5. "Secondary gain": whereby conversion symptoms allow avoidance of noxious activities or the obtaining of otherwise unavailable support
6. Individuals with conversion disorder may show a lack of concern out of keeping with the nature or implications of the symptom (the so called la belle indifference).
7. Conversion symptoms may present in a dramatic or histrionic fashion and may be highly suggestible.
F. Diagnostic Criteria for Conversion Disorder
As defined in DSM-IV, nonintentional “symptoms or deficits affecting voluntary motor or sensory function” are central to conversion disorder. Pseudoneurological symptoms remain the classic symptoms.
A. One or more symptoms or deficits affecting voluntary motor or sensory function that suggest a neurological or other general medical condition.
B. Psychological factors are judged to be associated with the symptom or deficit because the initiation or exacerbation of the symptom or deficit is preceded by conflicts or other stressors.
C. The symptoms or deficit is not intentionally produced or feigned (as in factitious disorder or malingering).
D. The symptom or deficit cannot, after appropriate investigation, be fully explained by a general medical condition, or by the direct effects of a substance, or as a
culturally sanctioned behavior or experience.
E. The symptom or deficit causes clinically significant distress or impairment in social, occupational, or other important areas of functioning or warrants medical evaluation.
F. The symptom or deficit is not limited to pain or sexual dysfunction, does not occur exclusively during the course of somatization disorder, and is not better
accounted for by another mental disorder.
Specify type of symptom or deficit:
With Motor Symptom or Deficit
With Sensory Symptom or Deficit
With Seizures or Convulsions
With Mixed Presentation
G. Differential Diagnosis
1. 20%-50% patients with conversion symptoms have neurological illness on follow-up.
2. Physical illness and conversion are not mutually exclusive.
3. The most reliable predictor is a history of previous conversion disorder.
4. Conversion symptoms first occurring in middle age should increase suspicion.
5. Neurological / Physical Medical Disorder
a) MS (consider blindness secondary to optic neuritis with initially normal fundi)
b) Guillain-Barre syndrome, (weakness of the arms and legs may be inconsistent)
c) Myasthenia gravis
d) Periodic paralysis
e) Myoglobinuric myopathy
g) Other acquired myopathies (all of which may present with marked weakness in the presence of normal deep tendon reflexes)
6. "Hallucinations" vs. "pseudohallucinations
7. Non-psychiatric Medical Disorders
8. Somatization, Hypochondriasis, Pain, Malingering and Factitious Disorders
H. Course and Prognosis
1. Onset is generally from late childhood to early adulthood.
2. Onset is generally acute but may have gradually increasing symptomatology.
3. Self-limited, occasionally, physical sequelae such as atrophy may occur.
4. 90% to 100% of patients’ initial symptoms resolve in a few days or less than a month.
5. 75% may not experience another episode.
6. 25% to 50% of patients may later have a neurological or nonpsychiatric medical etiology.
7. 20% to 25% will relapse within 1 year.
8. Good prognosis: acute onset, presence of clearly identifiable stress at the time of onset, a short interval between onset and institution of treatment, good premorbid adjustment, no comorbid psychiatric or medical condition, no ongoing litigation, and good intelligence.

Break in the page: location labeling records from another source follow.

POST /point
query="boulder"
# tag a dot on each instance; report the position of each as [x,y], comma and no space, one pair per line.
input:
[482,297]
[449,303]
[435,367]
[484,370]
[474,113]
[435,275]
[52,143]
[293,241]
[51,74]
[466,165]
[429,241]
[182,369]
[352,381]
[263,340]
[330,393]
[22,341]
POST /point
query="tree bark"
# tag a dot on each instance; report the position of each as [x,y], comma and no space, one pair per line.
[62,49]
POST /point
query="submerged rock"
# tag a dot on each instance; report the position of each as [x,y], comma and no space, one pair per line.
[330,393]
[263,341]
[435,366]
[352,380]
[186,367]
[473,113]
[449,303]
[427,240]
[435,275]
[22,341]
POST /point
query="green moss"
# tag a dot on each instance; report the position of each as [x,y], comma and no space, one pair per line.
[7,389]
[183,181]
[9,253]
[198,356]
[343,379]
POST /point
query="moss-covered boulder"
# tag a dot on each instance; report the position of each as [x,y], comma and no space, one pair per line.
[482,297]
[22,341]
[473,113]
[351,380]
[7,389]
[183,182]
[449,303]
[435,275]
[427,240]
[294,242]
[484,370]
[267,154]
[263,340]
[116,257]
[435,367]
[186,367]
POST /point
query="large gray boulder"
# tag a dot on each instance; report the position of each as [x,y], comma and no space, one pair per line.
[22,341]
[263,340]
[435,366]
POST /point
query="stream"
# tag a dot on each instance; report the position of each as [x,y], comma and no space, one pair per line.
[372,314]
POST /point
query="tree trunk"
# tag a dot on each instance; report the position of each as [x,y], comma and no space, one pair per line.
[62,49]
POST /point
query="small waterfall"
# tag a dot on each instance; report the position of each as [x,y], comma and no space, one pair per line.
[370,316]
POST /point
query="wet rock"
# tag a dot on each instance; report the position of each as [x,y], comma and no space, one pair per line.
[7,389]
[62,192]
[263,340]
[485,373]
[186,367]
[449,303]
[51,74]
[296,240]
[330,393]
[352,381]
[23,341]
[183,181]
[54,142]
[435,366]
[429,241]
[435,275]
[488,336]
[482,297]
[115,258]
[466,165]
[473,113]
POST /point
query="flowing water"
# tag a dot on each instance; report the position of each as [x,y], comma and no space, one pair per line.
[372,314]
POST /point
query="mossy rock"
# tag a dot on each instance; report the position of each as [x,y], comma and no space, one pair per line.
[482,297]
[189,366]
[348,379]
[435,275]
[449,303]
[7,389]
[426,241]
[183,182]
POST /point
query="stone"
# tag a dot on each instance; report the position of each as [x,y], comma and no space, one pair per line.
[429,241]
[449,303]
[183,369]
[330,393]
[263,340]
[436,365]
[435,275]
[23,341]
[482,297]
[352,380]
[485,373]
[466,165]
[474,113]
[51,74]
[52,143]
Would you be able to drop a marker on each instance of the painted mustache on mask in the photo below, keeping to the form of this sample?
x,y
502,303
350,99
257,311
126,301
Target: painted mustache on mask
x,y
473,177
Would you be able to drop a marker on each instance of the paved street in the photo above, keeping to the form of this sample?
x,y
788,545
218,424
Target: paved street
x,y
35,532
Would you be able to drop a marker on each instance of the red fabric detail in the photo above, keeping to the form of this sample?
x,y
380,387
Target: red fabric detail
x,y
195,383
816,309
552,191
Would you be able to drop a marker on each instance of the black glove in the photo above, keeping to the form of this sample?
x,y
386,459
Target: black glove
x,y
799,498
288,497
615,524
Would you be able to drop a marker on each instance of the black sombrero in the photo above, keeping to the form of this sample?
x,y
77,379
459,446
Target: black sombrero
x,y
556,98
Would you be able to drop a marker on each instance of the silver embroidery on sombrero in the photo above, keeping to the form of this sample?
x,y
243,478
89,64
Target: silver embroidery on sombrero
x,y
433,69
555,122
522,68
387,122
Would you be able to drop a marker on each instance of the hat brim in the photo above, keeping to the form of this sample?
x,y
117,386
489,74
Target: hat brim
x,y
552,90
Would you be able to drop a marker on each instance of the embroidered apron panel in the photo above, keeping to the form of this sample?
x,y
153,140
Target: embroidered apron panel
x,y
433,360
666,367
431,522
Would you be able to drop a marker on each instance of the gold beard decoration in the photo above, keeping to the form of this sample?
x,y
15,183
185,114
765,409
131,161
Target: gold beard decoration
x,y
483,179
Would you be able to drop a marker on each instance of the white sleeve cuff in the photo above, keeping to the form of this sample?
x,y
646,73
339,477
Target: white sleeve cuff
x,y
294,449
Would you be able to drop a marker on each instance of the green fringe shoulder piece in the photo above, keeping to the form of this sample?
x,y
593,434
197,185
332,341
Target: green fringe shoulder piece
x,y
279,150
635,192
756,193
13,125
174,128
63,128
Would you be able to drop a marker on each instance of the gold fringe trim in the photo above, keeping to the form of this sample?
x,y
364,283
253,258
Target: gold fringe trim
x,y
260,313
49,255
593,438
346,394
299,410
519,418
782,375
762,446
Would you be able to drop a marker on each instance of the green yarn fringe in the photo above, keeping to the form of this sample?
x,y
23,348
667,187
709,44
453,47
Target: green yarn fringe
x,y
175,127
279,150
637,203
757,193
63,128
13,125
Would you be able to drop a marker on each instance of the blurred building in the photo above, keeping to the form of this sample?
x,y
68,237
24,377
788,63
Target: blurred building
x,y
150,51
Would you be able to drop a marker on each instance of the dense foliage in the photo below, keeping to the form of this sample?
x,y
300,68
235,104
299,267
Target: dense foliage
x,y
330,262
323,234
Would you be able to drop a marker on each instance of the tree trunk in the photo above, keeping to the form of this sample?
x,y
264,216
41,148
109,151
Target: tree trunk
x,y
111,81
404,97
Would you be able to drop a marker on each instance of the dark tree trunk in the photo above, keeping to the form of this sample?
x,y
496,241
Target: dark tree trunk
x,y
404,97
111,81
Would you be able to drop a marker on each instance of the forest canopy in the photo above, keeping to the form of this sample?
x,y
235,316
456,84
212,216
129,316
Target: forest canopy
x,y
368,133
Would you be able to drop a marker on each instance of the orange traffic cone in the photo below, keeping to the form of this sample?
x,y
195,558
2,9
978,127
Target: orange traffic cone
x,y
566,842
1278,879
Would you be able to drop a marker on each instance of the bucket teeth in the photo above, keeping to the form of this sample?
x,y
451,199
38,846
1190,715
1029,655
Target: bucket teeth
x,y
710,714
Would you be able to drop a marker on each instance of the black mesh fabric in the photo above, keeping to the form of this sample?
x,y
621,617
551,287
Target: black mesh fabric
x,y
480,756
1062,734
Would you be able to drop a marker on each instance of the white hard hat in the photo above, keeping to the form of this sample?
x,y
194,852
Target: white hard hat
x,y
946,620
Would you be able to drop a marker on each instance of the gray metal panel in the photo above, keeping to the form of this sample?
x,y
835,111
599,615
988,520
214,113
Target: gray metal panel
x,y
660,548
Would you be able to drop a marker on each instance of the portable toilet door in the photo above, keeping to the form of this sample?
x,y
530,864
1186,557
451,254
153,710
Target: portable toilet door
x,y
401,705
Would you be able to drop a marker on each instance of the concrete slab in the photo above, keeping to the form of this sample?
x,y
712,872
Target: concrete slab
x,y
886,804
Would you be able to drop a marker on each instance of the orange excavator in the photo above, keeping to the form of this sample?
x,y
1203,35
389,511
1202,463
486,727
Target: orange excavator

Symptoms of blindness, aphonia, and paralysis.
9. Poorer prognosis: seizures and tremor
1. Generally, the initial aim in treatment is the removal of the symptom.
2. Direct confrontation is not recommended (hello).
3. A conservative approach of reassurance and relaxation is effective.
4. Narcoanalysis (e.g., amobarbital interview), hypnosis, and behavior therapy
5. The influence of suggestion (Hypnosis).